QuantumScape expects to deliver prototype samples into commercially relevant form with dozens of layers by 2022 and enter commercial production between 2024 and 2025.
However, with no product to show for its efforts yet, QS stock has become a target for short-sellers, who have sent it crashing 75.3% in the year-to-date.
#3. Solid Power
With SSB technology growing in leaps and bounds, more companies are looking to tap into the massive potential of the nascent market. One such company is Colorado-based Solid Power.

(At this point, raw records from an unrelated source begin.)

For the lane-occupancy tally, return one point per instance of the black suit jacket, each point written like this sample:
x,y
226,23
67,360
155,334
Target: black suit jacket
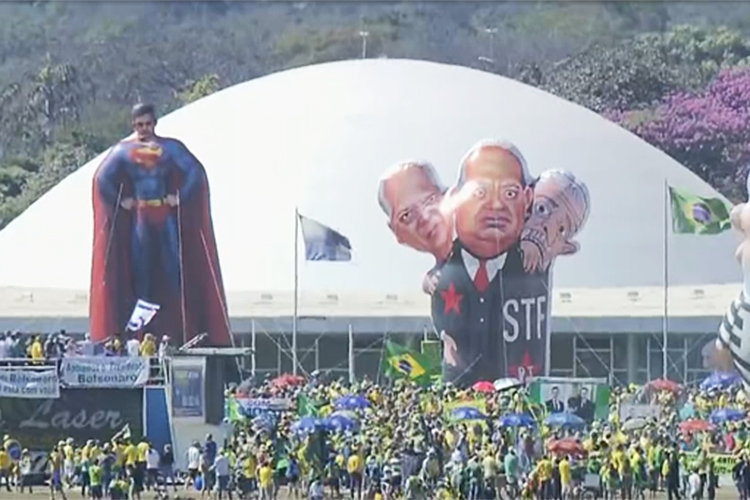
x,y
498,330
555,408
586,410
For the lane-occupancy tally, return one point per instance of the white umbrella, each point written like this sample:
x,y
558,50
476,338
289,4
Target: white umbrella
x,y
503,384
634,424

Back in June, Solid Power announced plans to go public via a special purpose acquisition company, Decarbonization Plus Acquisition Corporation III (NASDAQ:DCRC), at an enterprise value of $1.2 billion. The company revealed that Ford (NYSE:F) and the BMW Group (OTCPK:BMWYY) aim to utilize Solid Power's low-cost, high-energy battery technology in forthcoming electric vehicles.
Solid Power's balance sheet was significantly bolstered following its $135 million Series B Round (in which Ford and BMW participated), which is in addition to the $165 million PIPE and $350 million from DCRC's cash in trust, and assuming no redemptions by DCRC's public stockholders, Solid Power will receive upon closing, for a total amount raised of approximately $650 million.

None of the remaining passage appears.